Bitcoin Miner Riot Blockchain Earned $9.5M for Curtailing Operations in Texas

UTC by Tolu Ajiboye · 3 min read
Bitcoin Miner Riot Blockchain Earned $9.5M for Curtailing Operations in Texas
Photo: Depositphotos

Riot Blockchain reduced mining operations in Texas last month, as the state coped with surging energy demand amid a heatwave.

Bitcoin mining company Riot Blockchain reportedly cut its mining operations by 28% last month at its Texas facility upon request from the state. The July operational drawdown was caused by the heatwave in Texas, leading to a surge in demand for energy. Reportedly, energy consumption also increased.

According to reports, Riot cut out 11,717-megawatt hours in July, essentially lowering its power costs. Put in perspective, the total amount of energy cut can power 13,121 average homes for a month.

By agreeing to the state’s request and operating at a reduced capacity, Riot Blockchain earned a $9.5 million reward, paid in power credits and other benefits. The reward is worth nearly 439 BTC based on the crypto’s July price of $21,634.

The Texas state reward is more than enough compensation for Riot Blockchain’s 28% BTC production. Due to the reduction, the company mined a total of 318 tokens last month. During the same period last year, the company mined 443 tokens.

Riot Blockchain CEO Weighs In on Texas Energy Cut Back

Commenting on Riot’s decision to assist the state of Texas with its energy crisis by giving power back to the overwhelmed grid, CEO Jason Les said:

“As energy demand in ERCOT (Electric Reliability Council of Texas) reached all-time highs this past month, the company voluntarily curtailed its energy consumption in order to ensure that more power would be available in Texas.”

Furthermore, Les also stated:

“[Riot Blockchain] has consistently and proactively pursued low-cost, large-scale access to power under its long-term fixed-rate power contracts, providing it with a unique ability to support ERCOT and release capacity back into the grid when power demand in Texas is high.”

In addition to lowering energy consumption in July, Riot took other measures to save costs. For instance, the company reportedly relocated miners hosted on Coinmint to its Whinstone Facility in Rockdale, Texas. As a result of this move, around 2,146 miners were offline. Furthermore, Riot was also able to do away with all third-party hosting fees.
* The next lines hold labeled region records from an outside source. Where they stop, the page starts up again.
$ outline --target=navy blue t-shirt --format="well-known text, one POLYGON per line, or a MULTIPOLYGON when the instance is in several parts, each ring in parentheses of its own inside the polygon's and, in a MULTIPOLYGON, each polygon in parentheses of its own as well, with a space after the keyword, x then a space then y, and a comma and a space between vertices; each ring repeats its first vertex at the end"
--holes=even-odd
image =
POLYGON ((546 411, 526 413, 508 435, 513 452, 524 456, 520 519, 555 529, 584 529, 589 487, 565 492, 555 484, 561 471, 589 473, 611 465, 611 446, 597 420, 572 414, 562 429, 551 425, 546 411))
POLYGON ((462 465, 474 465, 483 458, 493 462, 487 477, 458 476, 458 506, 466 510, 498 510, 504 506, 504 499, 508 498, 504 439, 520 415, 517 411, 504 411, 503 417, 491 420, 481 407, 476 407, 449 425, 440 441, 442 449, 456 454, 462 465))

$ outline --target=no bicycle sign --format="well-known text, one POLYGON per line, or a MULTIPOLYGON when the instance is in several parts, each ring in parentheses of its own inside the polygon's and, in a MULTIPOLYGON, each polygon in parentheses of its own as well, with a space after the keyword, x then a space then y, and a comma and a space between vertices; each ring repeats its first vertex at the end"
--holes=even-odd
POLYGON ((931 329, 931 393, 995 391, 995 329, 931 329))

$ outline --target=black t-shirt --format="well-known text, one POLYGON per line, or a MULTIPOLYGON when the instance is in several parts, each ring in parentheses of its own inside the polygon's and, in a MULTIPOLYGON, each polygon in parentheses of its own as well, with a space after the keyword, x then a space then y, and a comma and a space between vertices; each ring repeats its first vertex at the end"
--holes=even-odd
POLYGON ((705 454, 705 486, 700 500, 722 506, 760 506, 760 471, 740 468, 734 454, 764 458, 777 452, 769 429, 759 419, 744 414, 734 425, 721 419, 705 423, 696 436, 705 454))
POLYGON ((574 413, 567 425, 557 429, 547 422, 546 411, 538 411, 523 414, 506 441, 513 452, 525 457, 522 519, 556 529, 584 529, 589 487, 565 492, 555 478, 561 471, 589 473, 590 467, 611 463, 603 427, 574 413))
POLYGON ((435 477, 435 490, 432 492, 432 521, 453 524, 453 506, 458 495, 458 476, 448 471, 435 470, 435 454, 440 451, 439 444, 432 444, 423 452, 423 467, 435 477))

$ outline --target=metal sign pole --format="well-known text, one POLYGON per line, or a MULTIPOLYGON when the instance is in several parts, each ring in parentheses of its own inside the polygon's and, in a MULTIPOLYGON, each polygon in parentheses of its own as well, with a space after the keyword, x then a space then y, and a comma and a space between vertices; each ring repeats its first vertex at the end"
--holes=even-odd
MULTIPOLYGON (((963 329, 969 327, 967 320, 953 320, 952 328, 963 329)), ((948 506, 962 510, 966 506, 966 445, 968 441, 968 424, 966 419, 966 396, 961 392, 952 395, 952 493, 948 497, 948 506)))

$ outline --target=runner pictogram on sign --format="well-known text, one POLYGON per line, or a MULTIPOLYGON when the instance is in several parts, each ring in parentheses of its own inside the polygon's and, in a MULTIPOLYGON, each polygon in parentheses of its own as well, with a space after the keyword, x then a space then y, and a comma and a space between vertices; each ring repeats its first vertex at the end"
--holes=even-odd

At the moment, Riot’s hashrate is 4.2 exahash per second (EH/s). The company expects this mining capicity to hit 12.5 EH/s by Q1 2023.

Other Crypto Miners Also Reduce Operations amid Sweeping Heatwave

Riot was not the only crypto miner to cut back on mining operations amid pervasive heat waves throughout the US. Several other Bitcoin mining companies also halted operations to make more energy available for surging demand. Furthermore, the Texas payout is part of a rewarding demand response program available to miners in the Lone Star State. Reports state that other Texas-based crypto miners, including Core Scientific and Argo Blockchain, also reduced operations to help the state’s energy grid.

In addition to the bonus and revenue haul realized, Riot also sold 275 Bitcoin in July. At the time, this generated $5.6 million for the crypto mining company. The miner currently holds 6,696 self-mined BTC.

Riot’s shares have dropped by about 65% this year.